STM32 hardfault debugging

Programming a microcontroller is a bit different than programming on a PC. Error messages aren't nicely propagated to a terminal or GUI.

Overview

Error states are however, reported via register values that can be used to easily find the source of the exception. Keeping it open source, I will be using OpenOCD with Eclipse to demo this.

The general idea is to:

Jump to a specific place in the code when the exception occurs (the HardFault handler)
Preserve the register values at the time of the exception, so we know what happened

This is done in two parts:

Assembly code in the startup file that checks the PC (Program Counter) register for the line that caused the exception
C code in the main application that loads the various values into variables that can be easily inspected

Assembly Code

I added this code to the startup file after the reset handler

.section  .text.Reset_Handler
.weak  HardFault_Handler
.type  HardFault_Handler, %function
HardFault_Handler:
  movs r0,#4
  movs r1, lr
  tst r0, r1
  beq _MSP
  mrs r0, psp
  b _HALT
_MSP:
  mrs r0, msp
_HALT:
  ldr r1,[r0,#20]
  b hard_fault_handler_c
  bkpt #0

.size  HardFault_Handler, .-HardFault_Handler

This assembly checks which stack pointer is in use MSP (Master stack pointer) or PSP (Process stack pointer) then loads the PC into R1. Note that the PC register will be one instruction after the offending line, so be sure to add your breakpoint in the assembly view window, on the previous instruction.

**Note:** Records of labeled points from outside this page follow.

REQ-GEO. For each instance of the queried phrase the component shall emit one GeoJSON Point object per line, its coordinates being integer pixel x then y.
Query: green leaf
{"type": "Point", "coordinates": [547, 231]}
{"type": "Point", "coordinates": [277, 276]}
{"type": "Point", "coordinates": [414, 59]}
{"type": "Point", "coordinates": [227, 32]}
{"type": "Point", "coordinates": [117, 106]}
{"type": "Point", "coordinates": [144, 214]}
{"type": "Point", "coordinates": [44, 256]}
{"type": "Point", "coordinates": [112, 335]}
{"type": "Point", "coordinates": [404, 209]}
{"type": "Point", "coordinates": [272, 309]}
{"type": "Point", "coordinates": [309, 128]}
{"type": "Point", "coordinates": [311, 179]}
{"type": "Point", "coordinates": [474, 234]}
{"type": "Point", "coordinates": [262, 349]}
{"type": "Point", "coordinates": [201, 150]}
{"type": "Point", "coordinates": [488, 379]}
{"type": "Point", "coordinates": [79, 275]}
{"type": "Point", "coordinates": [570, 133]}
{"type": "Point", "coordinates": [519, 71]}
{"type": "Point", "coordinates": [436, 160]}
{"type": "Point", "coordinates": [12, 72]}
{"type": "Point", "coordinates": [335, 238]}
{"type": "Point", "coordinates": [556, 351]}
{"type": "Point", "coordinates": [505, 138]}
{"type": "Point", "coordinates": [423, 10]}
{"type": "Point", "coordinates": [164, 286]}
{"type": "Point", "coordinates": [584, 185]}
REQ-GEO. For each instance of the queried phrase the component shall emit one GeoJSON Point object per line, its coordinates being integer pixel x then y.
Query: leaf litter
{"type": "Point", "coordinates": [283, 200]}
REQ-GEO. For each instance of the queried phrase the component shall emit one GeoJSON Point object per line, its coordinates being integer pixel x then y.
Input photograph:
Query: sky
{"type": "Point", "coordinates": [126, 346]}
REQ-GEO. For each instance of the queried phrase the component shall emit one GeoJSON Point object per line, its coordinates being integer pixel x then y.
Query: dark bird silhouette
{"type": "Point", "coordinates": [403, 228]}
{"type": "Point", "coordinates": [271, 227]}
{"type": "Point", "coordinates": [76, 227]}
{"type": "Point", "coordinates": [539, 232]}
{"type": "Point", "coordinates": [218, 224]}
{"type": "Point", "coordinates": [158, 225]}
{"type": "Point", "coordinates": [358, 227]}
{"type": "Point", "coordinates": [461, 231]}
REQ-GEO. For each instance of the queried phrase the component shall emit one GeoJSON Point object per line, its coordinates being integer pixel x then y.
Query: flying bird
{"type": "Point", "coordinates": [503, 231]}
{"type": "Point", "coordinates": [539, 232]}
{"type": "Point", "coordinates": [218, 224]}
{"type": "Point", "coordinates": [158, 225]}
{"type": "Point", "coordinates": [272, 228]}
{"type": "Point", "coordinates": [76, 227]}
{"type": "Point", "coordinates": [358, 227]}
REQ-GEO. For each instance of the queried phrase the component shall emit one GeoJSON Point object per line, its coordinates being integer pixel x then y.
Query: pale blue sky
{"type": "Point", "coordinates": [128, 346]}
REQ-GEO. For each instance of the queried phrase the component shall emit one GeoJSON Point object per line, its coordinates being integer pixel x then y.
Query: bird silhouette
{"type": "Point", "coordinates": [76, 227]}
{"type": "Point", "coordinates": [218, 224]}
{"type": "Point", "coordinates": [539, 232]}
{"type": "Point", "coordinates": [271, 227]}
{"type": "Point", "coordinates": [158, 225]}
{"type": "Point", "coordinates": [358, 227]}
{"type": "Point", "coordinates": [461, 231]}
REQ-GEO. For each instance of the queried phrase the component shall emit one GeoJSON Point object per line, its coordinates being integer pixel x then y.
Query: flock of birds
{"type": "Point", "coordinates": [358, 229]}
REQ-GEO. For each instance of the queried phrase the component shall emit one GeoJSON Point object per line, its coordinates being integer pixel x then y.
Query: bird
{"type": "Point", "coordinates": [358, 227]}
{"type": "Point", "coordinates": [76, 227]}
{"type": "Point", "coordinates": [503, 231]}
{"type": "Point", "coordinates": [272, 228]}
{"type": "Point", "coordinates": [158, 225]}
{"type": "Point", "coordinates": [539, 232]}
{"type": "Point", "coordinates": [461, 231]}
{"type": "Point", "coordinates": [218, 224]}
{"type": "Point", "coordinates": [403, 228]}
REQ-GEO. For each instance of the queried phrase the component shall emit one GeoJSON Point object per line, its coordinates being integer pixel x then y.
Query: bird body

The assembly hard fault handler then calls the extended hardfault handler that is defined somewhere in the C code.

C Code

void hard_fault_handler_c(unsigned long *hardfault_args){
  volatile unsigned long stacked_r0 ;
  volatile unsigned long stacked_r1 ;
  volatile unsigned long stacked_r2 ;
  volatile unsigned long stacked_r3 ;
  volatile unsigned long stacked_r12 ;
  volatile unsigned long stacked_lr ;
  volatile unsigned long stacked_pc ;
  volatile unsigned long stacked_psr ;
  volatile unsigned long _CFSR ;
  volatile unsigned long _HFSR ;
  volatile unsigned long _DFSR ;
  volatile unsigned long _AFSR ;
  volatile unsigned long _BFAR ;
  volatile unsigned long _MMAR ;

  stacked_r0 = ((unsigned long)hardfault_args[0]) ;
  stacked_r1 = ((unsigned long)hardfault_args[1]) ;
  stacked_r2 = ((unsigned long)hardfault_args[2]) ;
  stacked_r3 = ((unsigned long)hardfault_args[3]) ;
  stacked_r12 = ((unsigned long)hardfault_args[4]) ;
  stacked_lr = ((unsigned long)hardfault_args[5]) ;
  stacked_pc = ((unsigned long)hardfault_args[6]) ;
  stacked_psr = ((unsigned long)hardfault_args[7]) ;

  // Configurable Fault Status Register
  // Consists of MMSR, BFSR and UFSR
  _CFSR = (*((volatile unsigned long *)(0xE000ED28))) ;

  // Hard Fault Status Register
  _HFSR = (*((volatile unsigned long *)(0xE000ED2C))) ;

  // Debug Fault Status Register
  _DFSR = (*((volatile unsigned long *)(0xE000ED30))) ;

  // Auxiliary Fault Status Register
  _AFSR = (*((volatile unsigned long *)(0xE000ED3C))) ;

  // Read the Fault Address Registers. These may not contain valid values.
  // Check BFARVALID/MMARVALID to see if they are valid values
  // MemManage Fault Address Register
  _MMAR = (*((volatile unsigned long *)(0xE000ED34))) ;
  // Bus Fault Address Register
  _BFAR = (*((volatile unsigned long *)(0xE000ED38))) ;

  __asm("BKPT #0\n") ; // Break into the debugger
}

The idea here is to load all the relevant information into variables that can be easily inspected. The Fault Status and Address registers should give us a good idea of what caused the fault.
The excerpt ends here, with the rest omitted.